Code-Generation On-the-Fly – Interactive Explainer

The Problem

Why Can't Software Just Work Everywhere?

In the early 1990s — just as today — different computers spoke different "machine languages." A program compiled for an Intel chip couldn't run on a Motorola chip. This meant software had to be recompiled for every platform, costing time and money. Michael Franz asked: What if we could delay the final step of compilation until the exact moment a program is loaded?

🔒

Platform Lock-In

Compiled programs are tied to one processor architecture. Sharing software across platforms requires recompilation from source — if you even have the source.

💸

High Distribution Cost

Software vendors must maintain separate binaries for every target machine, multiplying development and testing effort.

🐌

Interpreters Are Slow

Previous portable solutions used interpreters (like Java's JVM ancestor, Pascal P-code), but these ran 5–20× slower than native code.

The Solution

Semantic Dictionary Encoding (SDE)

Franz invented a new way to store programs called Semantic Dictionary Encoding. Instead of machine instructions or abstract-machine bytecodes, SDE stores a compressed representation of the program's meaning — its syntax tree — as a series of indices into a growing dictionary. Think of it like a ZIP file, but specifically designed for code, that can be turned into native machine instructions at blazing speed.

2.5×

Smaller than native object files

~1.5×

Load time vs native loading

100%

Source-level info preserved

≈

Code quality vs. optimizing C compiler

How It Works

The Pipeline: From Source to Execution

Click each stage to learn what happens at every step of the process.

📝

Source Code
(Oberon)

→

🗜️

SDE Encoder
(Compiler Front-End)

→

📦

SDE File
(Portable)

→

⚡

Code-Gen Loader
(On-the-Fly)

📝 Source Code (Oberon)

The programmer writes code in the Oberon programming language — a clean, modular language designed by Niklaus Wirth.
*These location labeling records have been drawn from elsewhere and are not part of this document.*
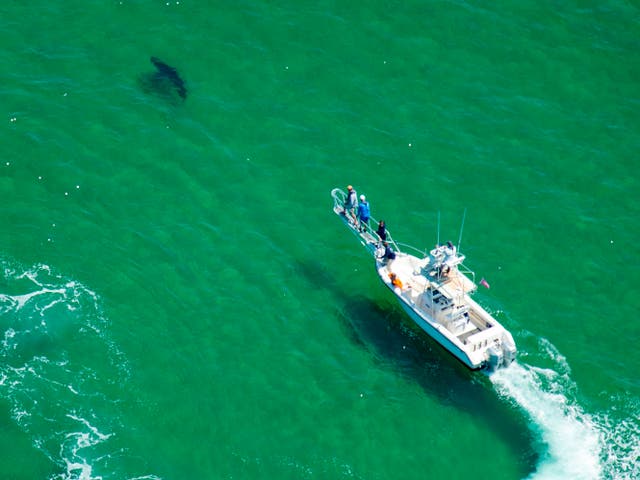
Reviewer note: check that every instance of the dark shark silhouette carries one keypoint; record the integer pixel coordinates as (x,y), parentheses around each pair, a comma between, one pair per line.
(165,81)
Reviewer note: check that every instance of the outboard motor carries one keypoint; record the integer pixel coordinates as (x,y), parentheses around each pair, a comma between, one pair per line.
(495,357)
(508,348)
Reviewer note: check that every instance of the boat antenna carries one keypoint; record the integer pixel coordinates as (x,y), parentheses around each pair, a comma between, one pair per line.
(461,227)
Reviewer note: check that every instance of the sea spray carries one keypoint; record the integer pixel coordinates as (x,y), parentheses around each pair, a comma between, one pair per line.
(569,438)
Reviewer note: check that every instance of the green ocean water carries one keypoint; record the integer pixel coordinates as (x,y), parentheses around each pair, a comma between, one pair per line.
(179,301)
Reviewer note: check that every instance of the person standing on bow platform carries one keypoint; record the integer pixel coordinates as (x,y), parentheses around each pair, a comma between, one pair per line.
(382,230)
(363,213)
(350,204)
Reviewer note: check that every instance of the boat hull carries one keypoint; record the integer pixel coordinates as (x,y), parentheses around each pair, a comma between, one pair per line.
(433,330)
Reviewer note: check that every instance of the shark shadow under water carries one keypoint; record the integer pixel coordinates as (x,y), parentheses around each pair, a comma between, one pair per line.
(396,342)
(164,82)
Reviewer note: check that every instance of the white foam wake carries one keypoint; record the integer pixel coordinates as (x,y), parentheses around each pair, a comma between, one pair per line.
(573,443)
(54,350)
(571,440)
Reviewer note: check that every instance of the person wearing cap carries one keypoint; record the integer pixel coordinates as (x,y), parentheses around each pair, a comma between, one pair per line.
(363,213)
(351,203)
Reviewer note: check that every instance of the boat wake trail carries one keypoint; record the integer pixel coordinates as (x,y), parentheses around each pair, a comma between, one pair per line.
(572,443)
(60,372)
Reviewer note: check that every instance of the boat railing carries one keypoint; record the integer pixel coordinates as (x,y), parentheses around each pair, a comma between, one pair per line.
(339,197)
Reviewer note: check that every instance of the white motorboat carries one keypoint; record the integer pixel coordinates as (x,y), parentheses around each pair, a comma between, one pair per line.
(435,289)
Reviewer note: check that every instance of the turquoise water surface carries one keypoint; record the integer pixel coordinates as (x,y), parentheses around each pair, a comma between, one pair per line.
(179,301)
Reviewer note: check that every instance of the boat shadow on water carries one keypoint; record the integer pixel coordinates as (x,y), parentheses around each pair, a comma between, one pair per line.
(395,342)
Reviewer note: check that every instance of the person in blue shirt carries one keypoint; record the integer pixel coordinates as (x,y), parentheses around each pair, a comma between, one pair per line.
(350,204)
(382,230)
(363,213)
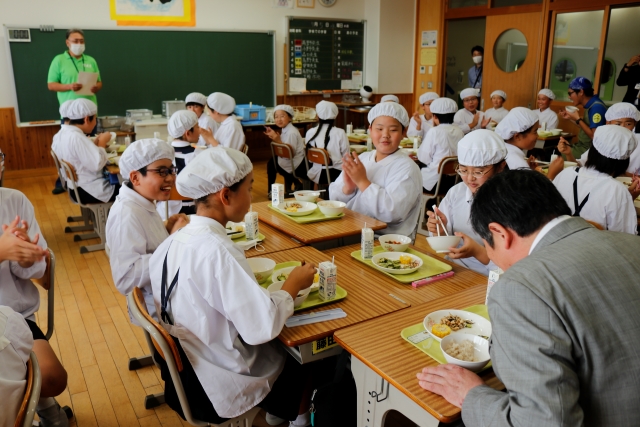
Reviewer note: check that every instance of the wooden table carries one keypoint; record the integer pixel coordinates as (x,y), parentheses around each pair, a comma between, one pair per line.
(318,232)
(384,363)
(463,278)
(275,241)
(363,302)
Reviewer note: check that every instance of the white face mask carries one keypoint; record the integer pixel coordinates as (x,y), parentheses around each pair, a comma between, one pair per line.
(77,48)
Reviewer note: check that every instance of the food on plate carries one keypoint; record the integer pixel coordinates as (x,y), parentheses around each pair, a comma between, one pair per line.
(462,351)
(456,322)
(440,331)
(403,263)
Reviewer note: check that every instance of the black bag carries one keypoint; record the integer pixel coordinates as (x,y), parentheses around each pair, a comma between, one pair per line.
(335,404)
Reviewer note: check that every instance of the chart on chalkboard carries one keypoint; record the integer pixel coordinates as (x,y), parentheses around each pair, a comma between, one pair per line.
(325,55)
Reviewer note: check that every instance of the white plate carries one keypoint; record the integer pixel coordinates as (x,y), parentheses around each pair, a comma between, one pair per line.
(481,326)
(394,256)
(307,208)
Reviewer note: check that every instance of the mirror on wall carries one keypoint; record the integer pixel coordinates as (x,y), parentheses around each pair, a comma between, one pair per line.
(510,50)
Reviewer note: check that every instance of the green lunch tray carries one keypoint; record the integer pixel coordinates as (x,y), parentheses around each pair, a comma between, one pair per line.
(430,266)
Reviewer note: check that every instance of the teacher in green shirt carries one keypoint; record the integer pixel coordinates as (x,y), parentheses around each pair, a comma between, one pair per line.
(64,69)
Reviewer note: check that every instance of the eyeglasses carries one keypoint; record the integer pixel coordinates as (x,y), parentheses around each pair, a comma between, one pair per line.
(476,174)
(164,172)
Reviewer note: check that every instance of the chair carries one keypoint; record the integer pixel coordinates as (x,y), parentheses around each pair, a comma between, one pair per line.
(31,395)
(86,214)
(447,166)
(47,282)
(320,156)
(166,347)
(284,151)
(98,210)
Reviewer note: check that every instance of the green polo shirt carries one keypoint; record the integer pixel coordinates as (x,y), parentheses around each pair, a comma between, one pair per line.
(64,69)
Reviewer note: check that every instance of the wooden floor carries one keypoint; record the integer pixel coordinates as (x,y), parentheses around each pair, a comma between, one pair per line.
(93,336)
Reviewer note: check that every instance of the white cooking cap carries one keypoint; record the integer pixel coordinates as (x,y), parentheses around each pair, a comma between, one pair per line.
(481,148)
(614,142)
(548,93)
(619,111)
(390,109)
(469,92)
(64,108)
(221,102)
(517,120)
(390,98)
(142,153)
(428,96)
(180,122)
(286,108)
(196,97)
(213,170)
(327,110)
(443,106)
(499,93)
(81,108)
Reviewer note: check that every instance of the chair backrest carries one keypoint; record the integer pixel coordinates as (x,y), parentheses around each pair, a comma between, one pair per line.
(32,393)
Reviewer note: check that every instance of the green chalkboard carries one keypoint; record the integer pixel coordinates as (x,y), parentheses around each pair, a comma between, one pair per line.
(140,69)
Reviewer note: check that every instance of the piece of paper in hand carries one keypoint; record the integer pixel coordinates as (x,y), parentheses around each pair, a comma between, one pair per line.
(87,80)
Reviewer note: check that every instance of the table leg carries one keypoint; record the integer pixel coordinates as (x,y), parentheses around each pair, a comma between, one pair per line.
(376,397)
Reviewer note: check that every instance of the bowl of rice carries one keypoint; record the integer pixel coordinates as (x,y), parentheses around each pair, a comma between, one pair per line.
(466,350)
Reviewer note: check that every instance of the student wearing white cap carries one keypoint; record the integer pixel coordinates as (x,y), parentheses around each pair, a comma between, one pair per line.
(498,112)
(183,128)
(420,124)
(229,133)
(545,113)
(469,118)
(196,102)
(210,302)
(592,192)
(290,135)
(519,130)
(384,183)
(481,155)
(441,141)
(87,157)
(329,137)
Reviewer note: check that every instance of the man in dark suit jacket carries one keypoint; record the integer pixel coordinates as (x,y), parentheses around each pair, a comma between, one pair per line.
(564,315)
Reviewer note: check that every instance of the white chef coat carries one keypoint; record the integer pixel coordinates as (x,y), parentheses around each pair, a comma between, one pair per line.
(496,114)
(441,141)
(424,127)
(338,147)
(548,116)
(464,117)
(230,133)
(222,317)
(394,195)
(134,231)
(456,206)
(291,136)
(87,158)
(515,158)
(16,289)
(609,204)
(16,342)
(206,122)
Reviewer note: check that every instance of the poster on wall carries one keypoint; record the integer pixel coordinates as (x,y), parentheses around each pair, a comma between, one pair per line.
(164,13)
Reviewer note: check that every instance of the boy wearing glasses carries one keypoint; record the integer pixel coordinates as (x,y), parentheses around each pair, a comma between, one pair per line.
(581,94)
(481,155)
(134,228)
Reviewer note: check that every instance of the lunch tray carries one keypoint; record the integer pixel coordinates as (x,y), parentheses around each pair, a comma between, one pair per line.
(313,300)
(316,216)
(430,346)
(430,266)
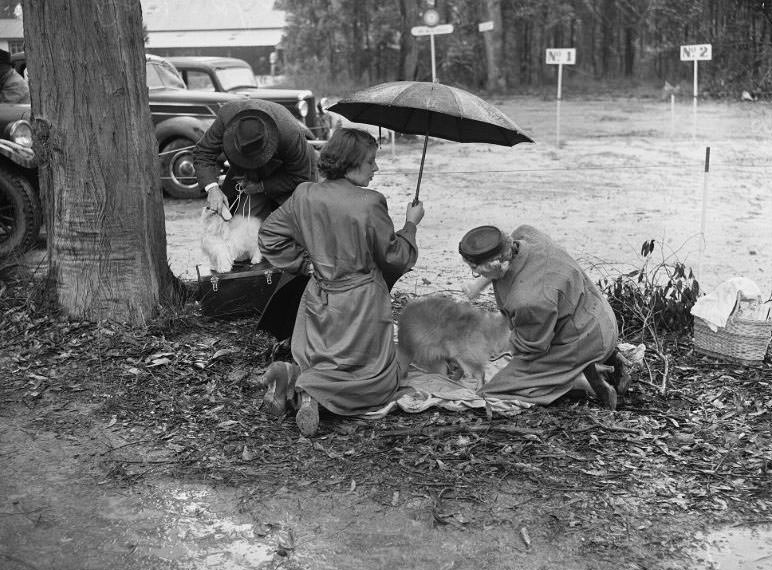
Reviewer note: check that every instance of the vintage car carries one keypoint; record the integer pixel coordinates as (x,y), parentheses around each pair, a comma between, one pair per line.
(180,117)
(20,213)
(231,75)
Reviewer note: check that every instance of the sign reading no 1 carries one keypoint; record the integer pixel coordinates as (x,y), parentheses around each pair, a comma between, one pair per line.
(560,57)
(432,31)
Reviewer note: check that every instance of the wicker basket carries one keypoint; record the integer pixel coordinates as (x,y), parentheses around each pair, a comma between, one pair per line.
(742,341)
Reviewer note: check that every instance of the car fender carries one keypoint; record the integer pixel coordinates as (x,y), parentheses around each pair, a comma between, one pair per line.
(192,128)
(20,155)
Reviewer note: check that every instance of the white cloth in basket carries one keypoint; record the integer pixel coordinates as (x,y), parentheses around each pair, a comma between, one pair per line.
(715,307)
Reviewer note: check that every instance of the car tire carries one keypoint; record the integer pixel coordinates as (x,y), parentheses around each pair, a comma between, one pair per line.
(20,213)
(178,174)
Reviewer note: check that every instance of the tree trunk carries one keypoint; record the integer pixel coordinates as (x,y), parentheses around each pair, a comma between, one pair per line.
(99,172)
(494,47)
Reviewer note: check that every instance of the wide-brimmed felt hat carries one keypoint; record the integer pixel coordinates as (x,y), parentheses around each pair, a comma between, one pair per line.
(250,138)
(481,244)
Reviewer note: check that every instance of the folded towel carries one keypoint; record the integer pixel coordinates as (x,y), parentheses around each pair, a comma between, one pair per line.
(715,307)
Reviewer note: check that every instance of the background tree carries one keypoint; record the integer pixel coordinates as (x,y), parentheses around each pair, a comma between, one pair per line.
(98,170)
(368,41)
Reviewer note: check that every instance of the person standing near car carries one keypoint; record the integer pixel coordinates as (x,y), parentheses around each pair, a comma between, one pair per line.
(267,153)
(13,87)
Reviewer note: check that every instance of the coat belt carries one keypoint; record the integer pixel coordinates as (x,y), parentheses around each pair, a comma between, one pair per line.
(325,286)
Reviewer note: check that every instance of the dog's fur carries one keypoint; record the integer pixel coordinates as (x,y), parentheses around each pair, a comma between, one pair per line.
(435,330)
(225,242)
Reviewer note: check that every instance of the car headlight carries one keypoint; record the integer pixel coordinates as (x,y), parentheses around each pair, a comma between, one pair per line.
(20,132)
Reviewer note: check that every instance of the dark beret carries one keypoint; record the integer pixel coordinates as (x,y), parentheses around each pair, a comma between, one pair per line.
(481,244)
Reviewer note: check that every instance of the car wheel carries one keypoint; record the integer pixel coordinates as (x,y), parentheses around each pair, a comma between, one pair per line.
(178,173)
(20,213)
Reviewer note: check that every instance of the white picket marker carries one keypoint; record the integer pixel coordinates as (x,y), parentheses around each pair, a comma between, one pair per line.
(560,57)
(695,53)
(431,29)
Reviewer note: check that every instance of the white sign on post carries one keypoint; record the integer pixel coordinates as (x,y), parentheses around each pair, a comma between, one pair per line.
(432,31)
(695,53)
(699,52)
(561,56)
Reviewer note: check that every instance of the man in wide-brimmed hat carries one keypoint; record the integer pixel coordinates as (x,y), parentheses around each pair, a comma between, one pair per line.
(13,87)
(268,155)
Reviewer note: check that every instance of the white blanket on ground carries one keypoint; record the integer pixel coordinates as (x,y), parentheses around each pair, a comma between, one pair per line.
(425,390)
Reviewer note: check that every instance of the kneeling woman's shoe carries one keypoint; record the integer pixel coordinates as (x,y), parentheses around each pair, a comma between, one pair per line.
(307,418)
(277,378)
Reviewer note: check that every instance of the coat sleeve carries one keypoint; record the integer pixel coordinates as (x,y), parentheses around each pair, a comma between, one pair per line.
(533,326)
(208,148)
(395,252)
(295,165)
(277,242)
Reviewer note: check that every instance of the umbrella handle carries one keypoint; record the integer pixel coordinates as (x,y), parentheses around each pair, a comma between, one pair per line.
(421,170)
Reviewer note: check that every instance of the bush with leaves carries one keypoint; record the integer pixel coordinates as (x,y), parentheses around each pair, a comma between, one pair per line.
(655,298)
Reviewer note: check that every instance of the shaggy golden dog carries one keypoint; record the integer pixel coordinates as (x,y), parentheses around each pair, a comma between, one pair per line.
(437,330)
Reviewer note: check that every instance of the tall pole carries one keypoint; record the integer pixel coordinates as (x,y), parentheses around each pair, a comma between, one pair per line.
(703,217)
(434,69)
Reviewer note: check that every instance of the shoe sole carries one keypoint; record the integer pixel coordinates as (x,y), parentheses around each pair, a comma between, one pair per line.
(274,405)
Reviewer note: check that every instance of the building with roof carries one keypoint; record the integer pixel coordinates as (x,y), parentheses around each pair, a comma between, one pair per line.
(246,29)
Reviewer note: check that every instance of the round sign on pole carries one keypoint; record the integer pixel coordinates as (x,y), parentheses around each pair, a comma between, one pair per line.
(431,17)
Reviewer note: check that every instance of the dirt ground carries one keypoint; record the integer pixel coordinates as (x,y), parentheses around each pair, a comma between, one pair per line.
(93,476)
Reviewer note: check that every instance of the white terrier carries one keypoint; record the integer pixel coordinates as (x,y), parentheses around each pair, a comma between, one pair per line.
(225,242)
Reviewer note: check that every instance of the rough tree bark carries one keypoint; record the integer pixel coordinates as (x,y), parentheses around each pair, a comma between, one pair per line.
(494,47)
(98,170)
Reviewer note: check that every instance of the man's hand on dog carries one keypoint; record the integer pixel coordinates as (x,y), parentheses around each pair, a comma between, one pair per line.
(217,202)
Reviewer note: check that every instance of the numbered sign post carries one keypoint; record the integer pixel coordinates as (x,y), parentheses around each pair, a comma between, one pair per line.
(560,57)
(695,53)
(432,31)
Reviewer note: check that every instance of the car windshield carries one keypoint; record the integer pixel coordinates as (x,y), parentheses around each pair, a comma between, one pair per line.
(162,75)
(236,77)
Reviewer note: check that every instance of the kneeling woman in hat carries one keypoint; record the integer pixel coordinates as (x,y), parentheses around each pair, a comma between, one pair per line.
(563,329)
(339,231)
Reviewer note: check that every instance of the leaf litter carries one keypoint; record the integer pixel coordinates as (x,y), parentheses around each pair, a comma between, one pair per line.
(189,390)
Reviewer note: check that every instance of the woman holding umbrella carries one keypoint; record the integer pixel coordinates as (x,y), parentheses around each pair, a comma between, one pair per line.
(340,232)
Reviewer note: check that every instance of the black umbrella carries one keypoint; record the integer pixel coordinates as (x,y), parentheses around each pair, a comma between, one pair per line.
(432,110)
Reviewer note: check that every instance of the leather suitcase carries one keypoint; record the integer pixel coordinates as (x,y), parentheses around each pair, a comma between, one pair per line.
(260,291)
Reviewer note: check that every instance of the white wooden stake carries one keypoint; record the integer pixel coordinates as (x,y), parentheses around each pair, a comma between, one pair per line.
(557,106)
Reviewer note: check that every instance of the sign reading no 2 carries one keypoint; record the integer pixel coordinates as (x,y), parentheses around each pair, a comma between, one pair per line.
(699,52)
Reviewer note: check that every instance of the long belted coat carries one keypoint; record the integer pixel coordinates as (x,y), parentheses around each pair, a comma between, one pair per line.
(560,321)
(343,336)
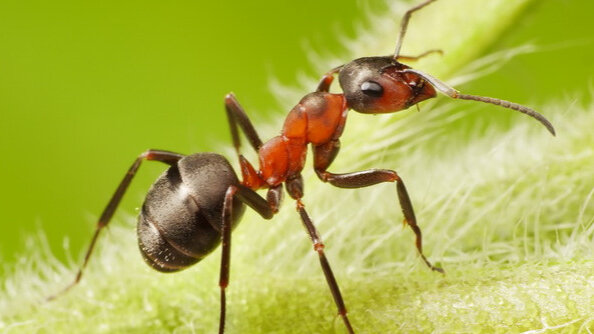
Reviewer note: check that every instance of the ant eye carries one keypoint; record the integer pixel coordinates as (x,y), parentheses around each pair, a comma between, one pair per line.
(372,88)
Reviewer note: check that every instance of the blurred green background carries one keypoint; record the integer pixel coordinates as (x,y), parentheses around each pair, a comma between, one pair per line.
(86,86)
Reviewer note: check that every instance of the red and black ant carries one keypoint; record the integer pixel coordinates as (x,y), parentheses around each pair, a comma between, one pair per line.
(194,205)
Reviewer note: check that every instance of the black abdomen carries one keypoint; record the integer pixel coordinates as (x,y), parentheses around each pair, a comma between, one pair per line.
(181,216)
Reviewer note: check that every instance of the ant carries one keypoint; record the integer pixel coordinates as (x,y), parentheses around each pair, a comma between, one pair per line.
(195,204)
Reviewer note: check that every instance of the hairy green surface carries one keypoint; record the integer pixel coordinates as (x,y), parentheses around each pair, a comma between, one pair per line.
(508,214)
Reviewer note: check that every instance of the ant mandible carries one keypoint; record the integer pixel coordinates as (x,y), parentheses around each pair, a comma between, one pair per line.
(194,205)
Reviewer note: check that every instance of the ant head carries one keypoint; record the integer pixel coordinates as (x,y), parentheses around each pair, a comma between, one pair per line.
(376,85)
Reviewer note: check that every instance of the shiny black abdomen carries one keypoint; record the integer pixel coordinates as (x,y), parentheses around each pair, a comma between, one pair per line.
(181,217)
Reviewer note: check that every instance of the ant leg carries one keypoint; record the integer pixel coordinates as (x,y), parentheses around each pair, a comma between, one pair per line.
(295,189)
(417,57)
(323,157)
(236,115)
(260,205)
(163,156)
(404,26)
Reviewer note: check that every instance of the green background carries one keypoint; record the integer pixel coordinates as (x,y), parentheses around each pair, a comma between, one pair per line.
(86,86)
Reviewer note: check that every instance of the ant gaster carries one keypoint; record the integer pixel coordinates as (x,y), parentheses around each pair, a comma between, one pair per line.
(194,205)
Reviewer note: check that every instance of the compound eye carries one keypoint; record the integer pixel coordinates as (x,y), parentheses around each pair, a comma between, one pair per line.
(372,88)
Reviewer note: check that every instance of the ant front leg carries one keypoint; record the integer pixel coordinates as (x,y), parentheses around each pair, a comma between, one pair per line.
(167,157)
(324,155)
(260,205)
(295,190)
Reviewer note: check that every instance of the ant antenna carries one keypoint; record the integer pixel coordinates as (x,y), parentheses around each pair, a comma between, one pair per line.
(404,25)
(453,93)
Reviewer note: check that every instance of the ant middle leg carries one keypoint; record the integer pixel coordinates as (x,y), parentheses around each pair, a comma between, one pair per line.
(295,189)
(264,207)
(236,116)
(167,157)
(323,157)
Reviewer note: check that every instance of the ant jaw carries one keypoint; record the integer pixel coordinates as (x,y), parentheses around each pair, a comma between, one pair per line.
(421,89)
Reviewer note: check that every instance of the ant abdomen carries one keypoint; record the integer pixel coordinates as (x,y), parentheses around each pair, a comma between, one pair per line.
(181,217)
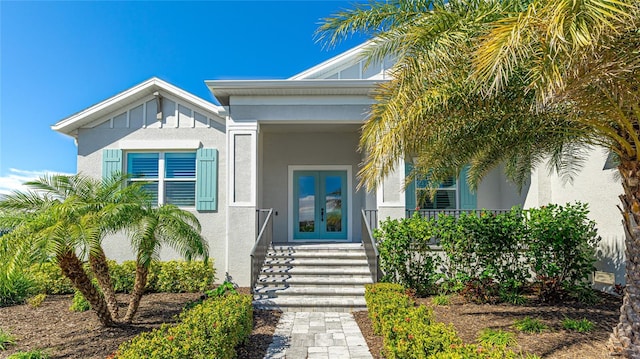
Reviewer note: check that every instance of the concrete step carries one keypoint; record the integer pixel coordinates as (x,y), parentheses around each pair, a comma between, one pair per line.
(313,280)
(293,261)
(312,303)
(283,291)
(316,270)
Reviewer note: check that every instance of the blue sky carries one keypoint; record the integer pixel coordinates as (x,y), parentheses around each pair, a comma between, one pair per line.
(60,57)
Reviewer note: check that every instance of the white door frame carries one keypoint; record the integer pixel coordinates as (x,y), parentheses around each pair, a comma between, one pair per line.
(293,168)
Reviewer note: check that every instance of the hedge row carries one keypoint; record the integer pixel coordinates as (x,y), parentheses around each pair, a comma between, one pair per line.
(211,329)
(410,332)
(171,276)
(493,257)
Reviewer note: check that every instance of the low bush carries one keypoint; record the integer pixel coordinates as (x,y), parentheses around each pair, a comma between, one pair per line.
(493,258)
(179,277)
(6,339)
(36,300)
(211,329)
(496,338)
(410,331)
(530,325)
(79,303)
(406,256)
(581,326)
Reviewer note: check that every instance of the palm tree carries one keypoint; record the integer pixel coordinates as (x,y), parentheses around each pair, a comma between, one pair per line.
(56,227)
(158,226)
(117,207)
(513,83)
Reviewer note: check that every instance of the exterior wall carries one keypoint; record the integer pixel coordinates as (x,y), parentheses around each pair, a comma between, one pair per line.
(600,189)
(321,147)
(129,126)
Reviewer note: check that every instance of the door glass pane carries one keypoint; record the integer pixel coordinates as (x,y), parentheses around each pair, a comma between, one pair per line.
(306,203)
(333,203)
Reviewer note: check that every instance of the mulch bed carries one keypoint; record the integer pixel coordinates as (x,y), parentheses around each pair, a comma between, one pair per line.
(66,334)
(469,319)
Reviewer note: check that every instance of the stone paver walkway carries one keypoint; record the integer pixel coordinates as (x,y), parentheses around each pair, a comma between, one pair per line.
(316,335)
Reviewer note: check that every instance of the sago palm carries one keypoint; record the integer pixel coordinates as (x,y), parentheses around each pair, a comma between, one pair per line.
(513,83)
(58,228)
(166,225)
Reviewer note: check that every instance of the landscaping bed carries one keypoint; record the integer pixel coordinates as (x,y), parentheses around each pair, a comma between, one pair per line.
(469,319)
(64,333)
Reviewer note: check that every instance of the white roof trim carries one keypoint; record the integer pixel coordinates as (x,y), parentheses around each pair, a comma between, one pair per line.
(223,89)
(351,56)
(70,124)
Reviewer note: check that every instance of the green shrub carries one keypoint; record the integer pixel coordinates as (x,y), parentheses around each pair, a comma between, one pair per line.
(79,303)
(529,325)
(484,249)
(473,351)
(406,256)
(211,329)
(441,299)
(6,339)
(15,287)
(50,280)
(33,354)
(179,277)
(496,338)
(561,248)
(580,326)
(36,300)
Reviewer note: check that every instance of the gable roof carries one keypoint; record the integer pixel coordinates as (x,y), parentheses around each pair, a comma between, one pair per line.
(69,125)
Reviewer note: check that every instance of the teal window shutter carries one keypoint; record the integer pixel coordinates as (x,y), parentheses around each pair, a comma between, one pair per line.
(207,179)
(468,198)
(111,162)
(410,189)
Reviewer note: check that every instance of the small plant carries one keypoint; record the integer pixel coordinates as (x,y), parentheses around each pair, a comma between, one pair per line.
(80,304)
(6,339)
(33,354)
(529,325)
(36,300)
(441,299)
(496,338)
(581,326)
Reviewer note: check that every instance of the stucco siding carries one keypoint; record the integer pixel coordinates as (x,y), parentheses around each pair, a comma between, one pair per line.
(282,149)
(91,142)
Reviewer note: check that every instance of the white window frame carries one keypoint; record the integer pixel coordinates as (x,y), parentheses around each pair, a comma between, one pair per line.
(161,180)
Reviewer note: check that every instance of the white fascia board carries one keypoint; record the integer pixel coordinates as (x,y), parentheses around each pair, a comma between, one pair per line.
(351,56)
(223,89)
(70,124)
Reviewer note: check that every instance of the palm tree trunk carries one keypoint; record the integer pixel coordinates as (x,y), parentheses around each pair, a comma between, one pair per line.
(100,269)
(625,339)
(71,267)
(138,291)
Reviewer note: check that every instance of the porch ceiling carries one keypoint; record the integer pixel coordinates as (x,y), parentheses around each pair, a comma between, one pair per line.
(309,128)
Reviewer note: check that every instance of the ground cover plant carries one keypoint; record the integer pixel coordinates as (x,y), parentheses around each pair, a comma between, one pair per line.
(470,319)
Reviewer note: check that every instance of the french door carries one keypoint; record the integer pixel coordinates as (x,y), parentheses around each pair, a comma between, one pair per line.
(320,205)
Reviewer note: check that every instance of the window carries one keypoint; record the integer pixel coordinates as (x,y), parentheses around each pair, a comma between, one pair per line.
(170,176)
(445,196)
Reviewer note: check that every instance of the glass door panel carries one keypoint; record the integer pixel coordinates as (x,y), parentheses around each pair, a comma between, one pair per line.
(320,205)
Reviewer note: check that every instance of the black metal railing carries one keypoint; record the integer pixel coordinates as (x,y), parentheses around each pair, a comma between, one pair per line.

The source text is a human-readable description of what the program does.

Deep Dive

How the Semantic Dictionary Works

The dictionary starts with templates for every language operation (addition, assignment, etc.) and an entry for every variable. As the program is encoded, new entries are added for combinations seen before — like autocomplete for code patterns.

1. Source Code

2. Initial Dictionary

3. First Encoding

4. Dictionary Grows

5. Reuse!

MODULE M;
  VAR i, j, k: INTEGER;
BEGIN
  i := i + j;   (* statement 1 *)
  j := i + k;   (* statement 2 *)
  k := i + j;   (* statement 3 *)
  i := i + j;   (* statement 4 — same as 1! *)
END M.
      

Notice statement 4 is identical to statement 1. SDE will exploit this repetition.

── Initial Semantic Dictionary ──
asgn  │ assignment    │ . := .    │ template (left & right missing)
plus  │ addition      │ . + .    │ template (left & right missing)
vi    │ variable      │ i        │ complete entry
vj    │ variable      │ j        │ complete entry
vk    │ variable      │ k        │ complete entry
      

Templates have "holes" (shown as dots). Complete entries represent concrete variables. The dictionary knows every possible operation and every declared variable.

── Encoding: i := i + j ──

File output: asgn vi plus vi vj
             ↑     ↑    ↑     ↑    ↑
        ". := ."  "i" ". + ."  "i"  "j"

Five dictionary indices encode the entire statement!
      

Each index is a tiny number pointing into the dictionary. The decoder reads them and knows exactly what code to generate.

── New entries added after encoding "i := i + j" ──

n+0  │ addition      │ i + j    │ complete — seen this expression!
n+1  │ addition      │ i + .    │ template — "i plus something"
n+2  │ assignment    │ i := .   │ template — "assign to i"
n+3  │ assignment    │ i := i+j │ complete — the whole statement!
      

The dictionary speculatively grows with new entries based on what was just seen. If similar patterns appear later, they can be encoded much more compactly.

── Encoding statement 4: "i := i + j" (again!) ──

File output: n+3

Just ONE dictionary index! The entire statement was already in the dictionary.
The decoder can even copy the machine code it generated the first time.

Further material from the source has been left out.